The poetic voice of Be Faithful to Go is characterized by thoughtful concentration. Mead alternates subjects from art (Bartók, Mondrian, Wallace Stevens, a Jules and Jim still, a Conder painting, a museum) with brief essays on passages of Australian landscape and monologues for the colonial orator Deniehy and the explorer Wills. The mode of "Chinese Graves in Beechworth Cemetery" is reflection:

...walking here, aware
to the rim of my eye, of what earth is for...
 
For those who were quietly digested
when the mine-shaft's yellow mud stomach caved in,
for those who died young, unjustly or sick
the glittering blood-crimson characters
spattered across their stone plugs...

The dying Wills's monologue, on the other hand, strikes an extreme of agony, perhaps that of a new identity:

Now...I am dying like an angel
wrapped in flame, one moment this, the next
bones knocking about the rock,
part of the desert's cranium …
… I am dying like the worst
in hell, the worst in hell shall know me.
Let the sun swing and gong against
the moon. I am dying like my God.

The Spring-Mire, a limited edition with fine drawings, is suggestive of Mead's later direction. There are several short pieces with observations that owe their style to Stevens:

The wind is always
moving against the trees here,
which is the way we move...
 
We are learning
to speak like the day
with the sun through
our words.

This River Is in the South (1984) collects poems Mead wished to preserve. The poet seems to have assessed his natural bent for a longlined, thoughtfully paced meditation that is nonetheless tight enough to be constantly resonant with meaning and with the sensation of feeling toward meaning.

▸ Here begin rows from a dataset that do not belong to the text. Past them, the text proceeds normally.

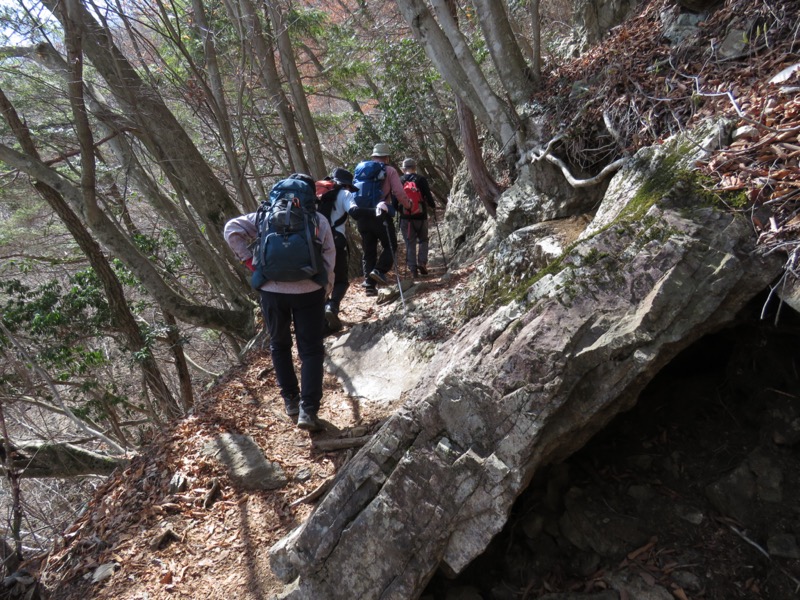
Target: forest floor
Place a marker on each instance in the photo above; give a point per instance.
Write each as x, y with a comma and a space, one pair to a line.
211, 540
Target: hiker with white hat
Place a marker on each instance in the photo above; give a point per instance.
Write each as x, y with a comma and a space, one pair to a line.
378, 184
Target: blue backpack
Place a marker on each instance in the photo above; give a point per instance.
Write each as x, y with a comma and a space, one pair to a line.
288, 246
368, 179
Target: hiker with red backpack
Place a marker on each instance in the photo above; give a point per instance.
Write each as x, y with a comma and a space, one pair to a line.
334, 199
378, 187
414, 219
289, 248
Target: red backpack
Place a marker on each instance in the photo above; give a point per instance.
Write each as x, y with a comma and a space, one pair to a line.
415, 196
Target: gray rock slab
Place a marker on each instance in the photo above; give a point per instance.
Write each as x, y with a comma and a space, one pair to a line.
374, 362
245, 461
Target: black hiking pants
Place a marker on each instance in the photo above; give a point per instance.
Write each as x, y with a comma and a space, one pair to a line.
307, 313
375, 230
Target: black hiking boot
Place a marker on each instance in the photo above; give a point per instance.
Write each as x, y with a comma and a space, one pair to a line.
309, 421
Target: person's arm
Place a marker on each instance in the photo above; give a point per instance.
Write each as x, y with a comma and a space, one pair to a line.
328, 250
425, 189
395, 187
239, 233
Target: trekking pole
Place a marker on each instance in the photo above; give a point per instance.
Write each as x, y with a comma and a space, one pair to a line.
396, 270
439, 234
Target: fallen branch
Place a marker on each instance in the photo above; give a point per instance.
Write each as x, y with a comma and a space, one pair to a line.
340, 444
581, 183
314, 494
749, 541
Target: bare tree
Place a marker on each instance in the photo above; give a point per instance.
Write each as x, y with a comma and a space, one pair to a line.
313, 149
515, 75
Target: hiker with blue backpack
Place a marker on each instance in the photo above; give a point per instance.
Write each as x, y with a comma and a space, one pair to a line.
334, 200
378, 186
290, 250
414, 220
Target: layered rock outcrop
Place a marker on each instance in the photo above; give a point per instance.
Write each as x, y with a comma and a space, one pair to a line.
567, 348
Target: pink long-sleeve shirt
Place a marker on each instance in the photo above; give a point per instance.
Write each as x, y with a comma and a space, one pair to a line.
241, 231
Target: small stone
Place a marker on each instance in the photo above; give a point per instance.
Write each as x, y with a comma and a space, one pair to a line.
783, 545
104, 571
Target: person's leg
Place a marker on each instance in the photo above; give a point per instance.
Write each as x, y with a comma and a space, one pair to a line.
308, 311
278, 319
409, 237
341, 278
422, 252
388, 238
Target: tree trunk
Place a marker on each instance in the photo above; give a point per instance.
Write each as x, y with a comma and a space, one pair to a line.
236, 322
506, 55
485, 185
214, 262
536, 42
115, 294
156, 126
219, 108
313, 148
58, 460
449, 51
263, 57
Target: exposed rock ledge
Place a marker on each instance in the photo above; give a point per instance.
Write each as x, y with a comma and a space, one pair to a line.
526, 387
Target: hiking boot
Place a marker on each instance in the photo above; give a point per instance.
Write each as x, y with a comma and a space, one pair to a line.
378, 277
332, 319
292, 405
309, 421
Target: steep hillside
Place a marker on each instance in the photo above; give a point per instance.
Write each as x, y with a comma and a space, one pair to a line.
174, 524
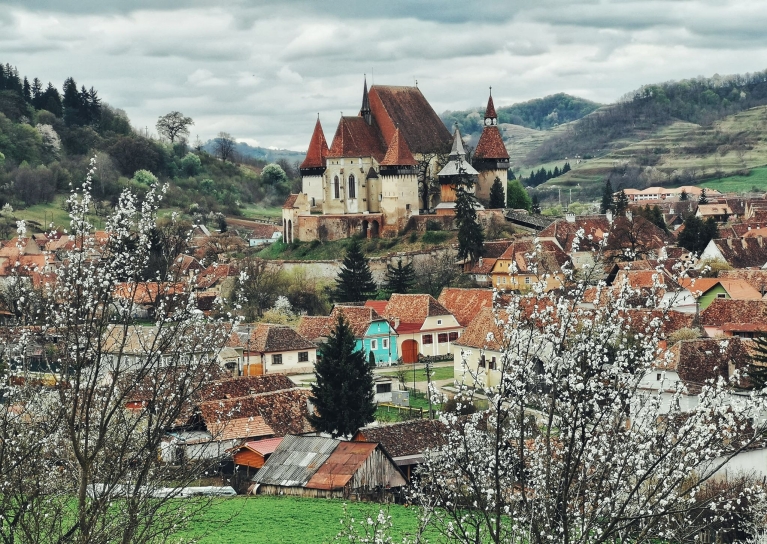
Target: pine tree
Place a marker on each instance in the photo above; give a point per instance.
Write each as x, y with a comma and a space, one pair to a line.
497, 198
621, 203
343, 393
355, 281
607, 197
400, 279
470, 235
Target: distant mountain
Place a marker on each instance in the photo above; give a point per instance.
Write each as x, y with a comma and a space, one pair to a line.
540, 113
261, 153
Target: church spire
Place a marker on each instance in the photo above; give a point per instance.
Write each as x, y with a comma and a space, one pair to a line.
365, 110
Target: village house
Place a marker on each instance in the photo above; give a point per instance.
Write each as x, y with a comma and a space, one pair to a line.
374, 335
277, 349
526, 263
423, 326
314, 466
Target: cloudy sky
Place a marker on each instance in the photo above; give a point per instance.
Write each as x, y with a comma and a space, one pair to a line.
263, 69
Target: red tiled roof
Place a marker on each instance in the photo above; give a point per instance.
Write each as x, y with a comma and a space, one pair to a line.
465, 303
318, 149
490, 145
355, 138
413, 308
408, 109
398, 153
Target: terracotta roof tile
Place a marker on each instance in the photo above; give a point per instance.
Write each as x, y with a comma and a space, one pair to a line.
465, 303
413, 308
407, 438
318, 149
268, 338
398, 153
490, 145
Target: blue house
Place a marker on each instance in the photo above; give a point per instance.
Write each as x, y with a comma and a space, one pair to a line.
373, 333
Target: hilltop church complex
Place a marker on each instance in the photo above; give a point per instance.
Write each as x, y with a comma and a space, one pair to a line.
370, 180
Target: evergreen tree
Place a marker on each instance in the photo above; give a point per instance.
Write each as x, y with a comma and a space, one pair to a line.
470, 235
536, 207
517, 197
400, 279
497, 199
355, 281
621, 203
607, 197
343, 393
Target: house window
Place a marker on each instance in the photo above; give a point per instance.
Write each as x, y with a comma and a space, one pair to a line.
383, 388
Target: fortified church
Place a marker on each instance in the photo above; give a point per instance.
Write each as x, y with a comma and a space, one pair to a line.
367, 180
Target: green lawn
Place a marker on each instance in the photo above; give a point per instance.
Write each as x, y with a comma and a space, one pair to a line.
738, 184
439, 373
288, 520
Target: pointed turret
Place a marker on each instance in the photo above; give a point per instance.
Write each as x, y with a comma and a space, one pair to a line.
318, 149
398, 153
365, 109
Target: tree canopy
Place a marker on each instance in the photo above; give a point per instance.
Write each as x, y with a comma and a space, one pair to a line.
343, 393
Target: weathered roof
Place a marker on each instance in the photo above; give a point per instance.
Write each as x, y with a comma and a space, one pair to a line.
490, 145
339, 468
268, 338
406, 438
355, 138
465, 303
318, 149
407, 109
724, 311
413, 308
295, 460
398, 153
743, 252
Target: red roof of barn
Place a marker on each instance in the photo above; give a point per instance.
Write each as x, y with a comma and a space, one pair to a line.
318, 149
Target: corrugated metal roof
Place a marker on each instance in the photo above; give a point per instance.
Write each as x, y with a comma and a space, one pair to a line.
295, 460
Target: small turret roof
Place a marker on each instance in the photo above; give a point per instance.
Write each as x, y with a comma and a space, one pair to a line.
318, 149
398, 153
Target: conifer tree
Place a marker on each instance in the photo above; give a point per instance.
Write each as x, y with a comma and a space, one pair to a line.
400, 279
354, 281
607, 197
343, 393
497, 198
470, 235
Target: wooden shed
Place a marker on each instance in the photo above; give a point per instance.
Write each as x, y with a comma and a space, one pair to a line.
311, 466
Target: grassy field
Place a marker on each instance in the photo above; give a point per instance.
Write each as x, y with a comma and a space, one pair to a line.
288, 520
738, 184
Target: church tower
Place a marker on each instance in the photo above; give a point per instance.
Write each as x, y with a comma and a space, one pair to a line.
314, 165
490, 157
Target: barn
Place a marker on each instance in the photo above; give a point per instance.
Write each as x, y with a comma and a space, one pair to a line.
313, 466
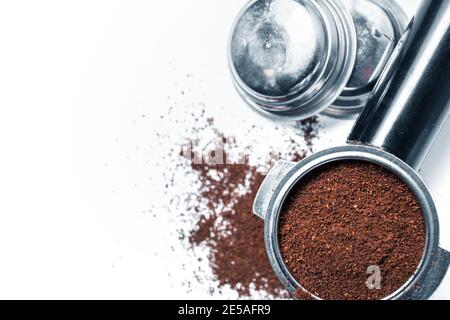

Visual reference points are used in the fine "A Photograph of Delmore Schwartz" and in "Woman at a Window" (a Degas). In poems such as "The Henty River, Western Tasmania" a new primacy is discovered in experience of the land:

...you are travelling back ... Back
across the spring-mire you can feel is valved and
  ascending.
But the returning is through change not distance
to the river. There is no distance through the forest
now,
 
only a sudden thickening of secrecy and green shade,
the rain crowding through the leaves like applause. You
will
know this travelling and you will know the place. It is the
stations of forgiveness and of reverberating silence. And
  the return.
The impulse is to visit sacredness—"the place,"
"the secret place"—where earth and human being meet, as in "Magnificence":
  I am saying there is
 
a declension in memory where the mind goes and is.
Where it is magnificent; where the wildflower bends in
  the rain.

Mead's perceptions assume even more importance in light of the fact that he has been poetry editor for Meanjin Quarterly for several years and also has become the joint editor of Hazard Press, which publishes Australian and New Zealand poets. Though he has been slow to write and to create his own style, he has a depth of feeling and subtlety in the course of his thought that arouses expectations.